Sunday, 25 August 2024

Week 21 Sunday (Year B)

Readings: Joshua 24:1-2a, 15-17, 18b; Ps 34; Ephesians 5:21-32; John 6:60-69

The first creation comes about purely at God’s word – God says ‘let there be light’ and there is light – whereas the new creation, salvation or redemption, does not come about without the human creature’s graced involvement in it. The place where this is clearest is in the Annunciation, which is why it is such a central moment for our faith. The old creation waits expectantly on Mary’s word in response to the angel’s message. Her fiat, her ‘let it be done to me according to your word’, means this new reality is now underway.

There is an intimation of it in the first reading where Joshua calls the people to a decision. As for me and my house, we will serve the Lord, he says. You decide what you are going to do, either follow after other gods or commit yourselves to the Lord and his covenant, the God who brought you out of Egypt into this promised land. The people re-affirm the covenant and say that they too will serve the Lord.

Peter’s words in the gospel reading is a comparable affirmation or reception by the Church of what Jesus has been saying. This is John’s account of Peter’s great profession of faith and it is the first time ‘the twelve’ are mentioned in his gospel. We can take it that Peter and the twelve represent the Church, the community of believers. The reaction to Jesus’ words in John 6, and to the signs he has been giving, has been mixed and some have chosen not to walk with him anymore.

So what about you, Jesus says, echoing his namesake Joshua from many centuries earlier, what are you going to do in response to what you have seen and what you have heard?

Peter speaks on behalf of the twelve and the rest of the disciples. Where is there to go? You have the words of eternal life and we believe – we have come to know – that you are the Holy One of God. Although many aspects of what is happening are new and mysterious to the disciples they have come to believe, and see no reason to place their faith elsewhere than in the One whose mysteries they are coming to understand.

Covenants, contracts and commitments are established and sustained through the exchange of words, through people saying ‘I do’, ‘I promise’, ‘I will’, ‘Let it be so’, ‘I give my word’, ‘I believe it is true’, and so on. The covenant of life and love established by God with His people had often been compared with marriage. Human marriage too is a covenant of life and love, becoming sacramental for our faith, not just in the sense that it can serve as an illustration or analogy for God’s dealings with us, but in the sense that it comes to instantiate those dealings, as a sacred union in which Christ’s love for the Church is not only pointed to but is realized.

One translation of today’s gospel reading begins ‘these are intolerable words’, referring to Jesus’ teaching about the Eucharist. Coming as they do in this Sunday’s readings straight after that Ephesians passage, many people might nod their heads in agreement: ‘wives be subject to your husbands in all things’, ‘the husband is the head of his wife’ – these have come to be intolerable words because of the way in which they have been ‘cashed out’ socially, culturally and, it has to be said, religiously.

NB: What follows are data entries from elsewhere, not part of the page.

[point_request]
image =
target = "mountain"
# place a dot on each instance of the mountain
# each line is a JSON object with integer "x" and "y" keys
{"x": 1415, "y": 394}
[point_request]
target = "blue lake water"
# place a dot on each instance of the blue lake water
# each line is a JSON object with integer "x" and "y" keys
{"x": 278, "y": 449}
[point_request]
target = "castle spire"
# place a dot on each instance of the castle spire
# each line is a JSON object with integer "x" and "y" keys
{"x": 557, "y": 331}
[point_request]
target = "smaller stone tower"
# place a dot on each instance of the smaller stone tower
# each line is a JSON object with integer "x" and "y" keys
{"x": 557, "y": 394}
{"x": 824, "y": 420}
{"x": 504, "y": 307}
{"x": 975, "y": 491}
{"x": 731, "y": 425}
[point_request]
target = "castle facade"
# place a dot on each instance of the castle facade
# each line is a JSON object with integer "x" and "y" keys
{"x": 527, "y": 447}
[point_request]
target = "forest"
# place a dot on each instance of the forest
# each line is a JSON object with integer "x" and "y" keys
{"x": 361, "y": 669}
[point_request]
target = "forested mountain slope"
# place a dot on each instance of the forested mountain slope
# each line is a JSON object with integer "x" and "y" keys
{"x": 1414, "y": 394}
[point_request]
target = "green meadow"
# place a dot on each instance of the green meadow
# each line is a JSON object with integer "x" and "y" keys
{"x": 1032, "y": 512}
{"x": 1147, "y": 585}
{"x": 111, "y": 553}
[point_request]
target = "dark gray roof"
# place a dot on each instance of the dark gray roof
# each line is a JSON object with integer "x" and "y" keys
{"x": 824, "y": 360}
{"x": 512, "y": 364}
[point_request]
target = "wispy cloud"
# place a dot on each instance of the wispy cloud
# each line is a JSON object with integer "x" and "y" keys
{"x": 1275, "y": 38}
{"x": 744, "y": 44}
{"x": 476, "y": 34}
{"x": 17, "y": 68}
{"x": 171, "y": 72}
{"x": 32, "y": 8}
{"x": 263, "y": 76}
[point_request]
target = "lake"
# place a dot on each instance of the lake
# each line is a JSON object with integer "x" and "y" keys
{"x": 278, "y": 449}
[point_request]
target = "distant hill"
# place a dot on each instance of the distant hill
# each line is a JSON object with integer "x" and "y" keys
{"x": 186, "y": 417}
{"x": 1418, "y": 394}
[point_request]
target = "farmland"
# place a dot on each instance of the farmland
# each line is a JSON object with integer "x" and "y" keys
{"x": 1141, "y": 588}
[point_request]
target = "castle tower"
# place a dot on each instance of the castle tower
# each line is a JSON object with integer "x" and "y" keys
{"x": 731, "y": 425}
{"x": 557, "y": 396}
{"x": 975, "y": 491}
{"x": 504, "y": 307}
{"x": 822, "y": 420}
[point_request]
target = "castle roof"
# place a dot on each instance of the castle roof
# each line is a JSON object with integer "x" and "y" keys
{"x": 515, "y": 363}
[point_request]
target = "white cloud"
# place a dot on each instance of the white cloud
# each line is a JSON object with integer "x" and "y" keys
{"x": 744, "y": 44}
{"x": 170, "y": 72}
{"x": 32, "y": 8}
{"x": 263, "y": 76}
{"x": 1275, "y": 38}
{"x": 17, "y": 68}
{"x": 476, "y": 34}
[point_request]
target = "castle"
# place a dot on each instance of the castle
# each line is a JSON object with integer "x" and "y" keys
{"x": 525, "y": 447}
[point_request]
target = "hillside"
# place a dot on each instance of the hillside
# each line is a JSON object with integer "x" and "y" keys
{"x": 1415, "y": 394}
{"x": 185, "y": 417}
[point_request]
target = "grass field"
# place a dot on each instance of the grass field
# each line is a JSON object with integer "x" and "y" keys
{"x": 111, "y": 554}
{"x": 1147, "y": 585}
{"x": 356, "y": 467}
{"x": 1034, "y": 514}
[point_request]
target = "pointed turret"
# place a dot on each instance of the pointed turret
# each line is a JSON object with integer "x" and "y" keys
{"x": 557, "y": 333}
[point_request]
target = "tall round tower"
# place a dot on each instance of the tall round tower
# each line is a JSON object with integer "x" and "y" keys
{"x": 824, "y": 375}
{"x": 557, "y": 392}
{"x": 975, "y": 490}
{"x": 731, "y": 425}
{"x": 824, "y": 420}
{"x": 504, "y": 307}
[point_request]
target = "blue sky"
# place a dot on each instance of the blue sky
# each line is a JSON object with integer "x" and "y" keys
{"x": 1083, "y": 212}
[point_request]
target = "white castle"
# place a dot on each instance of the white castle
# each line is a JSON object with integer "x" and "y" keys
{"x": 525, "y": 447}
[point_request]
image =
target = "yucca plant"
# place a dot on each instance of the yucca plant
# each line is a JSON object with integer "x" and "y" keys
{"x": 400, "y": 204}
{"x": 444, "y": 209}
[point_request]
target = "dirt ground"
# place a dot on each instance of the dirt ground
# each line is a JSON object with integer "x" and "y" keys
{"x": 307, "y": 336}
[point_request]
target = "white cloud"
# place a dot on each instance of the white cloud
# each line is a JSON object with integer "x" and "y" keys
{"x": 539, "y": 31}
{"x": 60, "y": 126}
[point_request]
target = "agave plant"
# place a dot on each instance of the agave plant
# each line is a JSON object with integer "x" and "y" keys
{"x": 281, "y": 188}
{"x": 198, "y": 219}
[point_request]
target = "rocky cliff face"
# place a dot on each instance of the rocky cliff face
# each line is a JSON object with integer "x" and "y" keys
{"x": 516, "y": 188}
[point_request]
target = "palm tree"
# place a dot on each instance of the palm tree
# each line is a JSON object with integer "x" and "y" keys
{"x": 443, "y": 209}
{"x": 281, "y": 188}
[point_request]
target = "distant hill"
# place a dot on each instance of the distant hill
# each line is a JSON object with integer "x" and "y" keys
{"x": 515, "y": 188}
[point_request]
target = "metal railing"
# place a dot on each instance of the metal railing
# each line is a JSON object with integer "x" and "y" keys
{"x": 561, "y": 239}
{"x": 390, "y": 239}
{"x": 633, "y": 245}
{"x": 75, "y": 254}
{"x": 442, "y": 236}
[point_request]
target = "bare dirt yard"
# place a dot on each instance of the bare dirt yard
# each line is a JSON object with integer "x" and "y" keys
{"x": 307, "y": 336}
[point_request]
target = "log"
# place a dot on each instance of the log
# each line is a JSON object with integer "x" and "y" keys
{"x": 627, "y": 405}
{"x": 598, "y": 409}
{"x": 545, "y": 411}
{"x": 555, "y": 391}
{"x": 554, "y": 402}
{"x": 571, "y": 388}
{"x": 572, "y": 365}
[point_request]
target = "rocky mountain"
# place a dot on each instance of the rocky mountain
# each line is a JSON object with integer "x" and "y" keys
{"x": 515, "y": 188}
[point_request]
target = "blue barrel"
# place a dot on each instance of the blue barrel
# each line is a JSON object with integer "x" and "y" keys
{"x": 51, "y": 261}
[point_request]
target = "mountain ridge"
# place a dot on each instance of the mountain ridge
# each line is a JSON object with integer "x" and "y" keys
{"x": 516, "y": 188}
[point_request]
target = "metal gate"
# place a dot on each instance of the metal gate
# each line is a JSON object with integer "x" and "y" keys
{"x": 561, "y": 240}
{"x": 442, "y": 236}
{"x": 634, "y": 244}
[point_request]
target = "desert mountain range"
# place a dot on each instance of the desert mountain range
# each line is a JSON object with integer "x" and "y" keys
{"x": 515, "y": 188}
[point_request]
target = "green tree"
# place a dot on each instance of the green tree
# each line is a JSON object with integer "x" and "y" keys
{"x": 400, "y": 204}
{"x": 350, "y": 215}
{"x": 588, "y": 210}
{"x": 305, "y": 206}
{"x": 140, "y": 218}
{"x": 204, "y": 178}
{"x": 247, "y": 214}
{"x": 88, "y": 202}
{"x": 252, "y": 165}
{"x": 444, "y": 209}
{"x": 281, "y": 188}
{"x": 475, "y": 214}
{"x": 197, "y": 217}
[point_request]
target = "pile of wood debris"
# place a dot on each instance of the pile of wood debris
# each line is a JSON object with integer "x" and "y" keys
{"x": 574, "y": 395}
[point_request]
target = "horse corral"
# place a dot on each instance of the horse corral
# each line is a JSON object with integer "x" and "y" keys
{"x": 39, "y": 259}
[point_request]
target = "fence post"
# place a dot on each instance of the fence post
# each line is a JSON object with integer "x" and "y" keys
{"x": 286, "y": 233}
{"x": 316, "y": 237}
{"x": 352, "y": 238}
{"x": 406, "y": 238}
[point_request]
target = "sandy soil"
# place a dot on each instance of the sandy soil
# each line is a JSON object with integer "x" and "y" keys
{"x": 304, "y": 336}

There are other words in that reading too, of course, that tend to be drowned out by the intolerable ones, in particular the words ‘as the Church submits to Christ’, or the words ‘as Christ loves the Church’, or the words ‘be subject to one another in obedience to Christ’ – serve each other in obedience to the one who has become the servant of all.

If we can remove the gender politics from our hearing of that reading (difficult as that is), if we can see that there is a rich mystery into which it invites us and from which it encourages us to understand our experiences of friendship, love and marriage – that all those things are understood most deeply when we understand them in relation to Christ and the Church – then we might find our way beyond words that seem intolerable, sayings that seem hard, into a glimpse of the kingdom of love which Christ has established. 

This is the kingdom where God makes himself the servant of his people to such an extent that, as Thomas Aquinas puts it in his famous Panis Angelicus, ‘manducat Dominum pauper, servus et humilis’: ‘the poor man, the servant, the humble one, eats his Lord’. If any words are intolerable, demanding a whole new mind in order to receive them, then surely such words are.

All sacramental life in the Church is nuptial because it is about the union of God and God’s human creatures, the sharing of life and love between God and human beings, and the sharing of life and love with each other by human beings in obedience to Christ. The life and love of the new and everlasting covenant is established in baptism, strengthened in confirmation, healed in reconciliation and anointing, celebrated in the eucharist, and made manifest to the world in the love of married people and in the ministry of priests. 

For now the moment of greatest intimacy we share is our communion in the Body and Blood of Christ. In the Eucharistic Prayers we pray that ‘all of us who share in the body and blood of Christ may be brought together in unity by the Holy Spirit’, and that ‘we who are nourished by his body and blood, may be filled with his Holy Spirit, and become one body, one spirit in Christ’.

So it is about a marriage, it is about poor ones who eat their Lord, it is about the glory of one who is exalted except that his exaltation is on a cross. The Word has indeed become flesh, and flesh to an extent that for some is incredible. We pray that we may continue to believe that here are to be found words of life, words of eternal life.